Gold is okay, but not yet unique
There are times when gold is an okay inflation hedge, while underperforming the likes of industrial metals, oil/energy, materials, etc. During those times, if you’re doggedly precious metals focused, you should consider silver, which, as a hybrid precious metal/industrial commodity, has more pro-cyclical inflation utility than gold.
But as I have argued for much of the last year, if the inflated situation is working toward cyclical progress (as it is currently), then there is a world full of trades and investments out there to choose from, many of which are trouncing gold (which, as I have belabored for the better part of two decades now, is not about price but instead, value) in the inflated price casino.
The latest ISM Report on Business shows one negative among the important areas as employment declined. Now, before we get too excited about that gold-positive reading, let’s also realize that manufacturing employment is still growing, new orders are briskly increasing, backlogs are up and customer inventories are down. In short, manufacturing continues to boom.
But being inflation-fuelled, the economic recovery also has a ‘prices’ problem. And a materials/supplies problem (unless you’re one of the two or three people out there with a deep desire to own Acetone. There are potential Stagflationary elements to this situation, which would come forward if the economy starts to struggle due to inflation and the economic pressures it is building.
Gold is a monetary metal (says Captain Obvious) and as such, its utility is more monetary. In some cases this monetary aspect works against it, as in mid-2020 when the inflationary bull market in equities, commodities and the inflated/reflated economy were getting off the ground (after gold had provided another of its important utilities, capital preservation during the COVID-induced deflation scare).
In some cases gold can keep up a decent pace during inflation, as today with Treasury yields (10-year is currently 1.5%)…
…not keeping up with officially recorded inflation in the economy (source: Tradingeconomics.com).
It is no surprise whatsoever that the gold price has rallied since March while long-term yields have consolidated downward since that very same time period.
So at this time, a period of slightly easing inflation concerns, gold has a green light to at least participate in the reflationary party, and so too the gold miners. The continuum’s (monthly chart of the 30-year Treasury yield) right side shoulder, which is in progress as we (NFTRH) have fully anticipated, represents that easing of inflation concerns.
But for the gold sector to continue playing along there will need to be negatives coming into play for the economy. That is as yet unlikely to be in the form of deflation, which by many of our indicators is still a long way off. But if the economic pressures brought on by the inflation to date (as represented in the ISM data and so many other economic readings and anecdotal cost/supply problems we regular citizens witness every day) start to wear away at economic activity, then gold’s utility during such times may well continue to come front and center.
A caution on the miners, however. They are labor intensive businesses and they are subject to the same cost/supply/human resources dynamics as many other businesses. So for gold miners to prosper fundamentally, gold would need to start out-performing cyclical resources currently in short supply. The current and slight easing of inflationary pressure of late has given gold a little bounce in relation to the cyclicals, but the larger trends are still with pro-cyclical, pro-inflationary forces.
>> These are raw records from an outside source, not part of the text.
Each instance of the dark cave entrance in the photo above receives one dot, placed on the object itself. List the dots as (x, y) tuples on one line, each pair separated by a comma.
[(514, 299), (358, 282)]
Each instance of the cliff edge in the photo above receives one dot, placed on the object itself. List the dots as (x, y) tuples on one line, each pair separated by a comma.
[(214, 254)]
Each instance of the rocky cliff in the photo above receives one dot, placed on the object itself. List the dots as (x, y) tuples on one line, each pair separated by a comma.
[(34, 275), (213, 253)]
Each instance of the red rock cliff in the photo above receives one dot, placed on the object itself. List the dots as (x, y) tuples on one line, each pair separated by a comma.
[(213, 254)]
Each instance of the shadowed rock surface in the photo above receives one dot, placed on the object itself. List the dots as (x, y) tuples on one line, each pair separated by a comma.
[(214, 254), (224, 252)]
As one example of a hint at the negative signalling needed for gold to gain eminence on the macro, the Citi Economic Surprise Index (source: yardeni.com) shows an extreme pullback to what can be considered par for the economic course. But Wall Street analysts are sticking out like a sore thumb with forward P/E projections.
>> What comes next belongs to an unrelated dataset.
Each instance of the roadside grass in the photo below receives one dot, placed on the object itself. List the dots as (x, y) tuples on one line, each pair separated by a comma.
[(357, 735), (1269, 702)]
Deflation is a long way off. What’s more, the recent cooling of inflation gives the Fed and government some wiggle room with which to continue the inflation. If/when that happens and yields resume upward (at least to the Continuum’s EMA 100 & EMA 120 limiters), Stagflationary forces will need to intensify in order to fundamentally justify investments in gold* and gold stocks as anything unique or special in the macro backdrop. As a side note, both gold and HUI are poised bullish on their big picture technicals.
* Qualification: a long-term investment in gold is something different, an investment in monetary value with no care whatsoever about the shorter-term goings on in the inflated casino.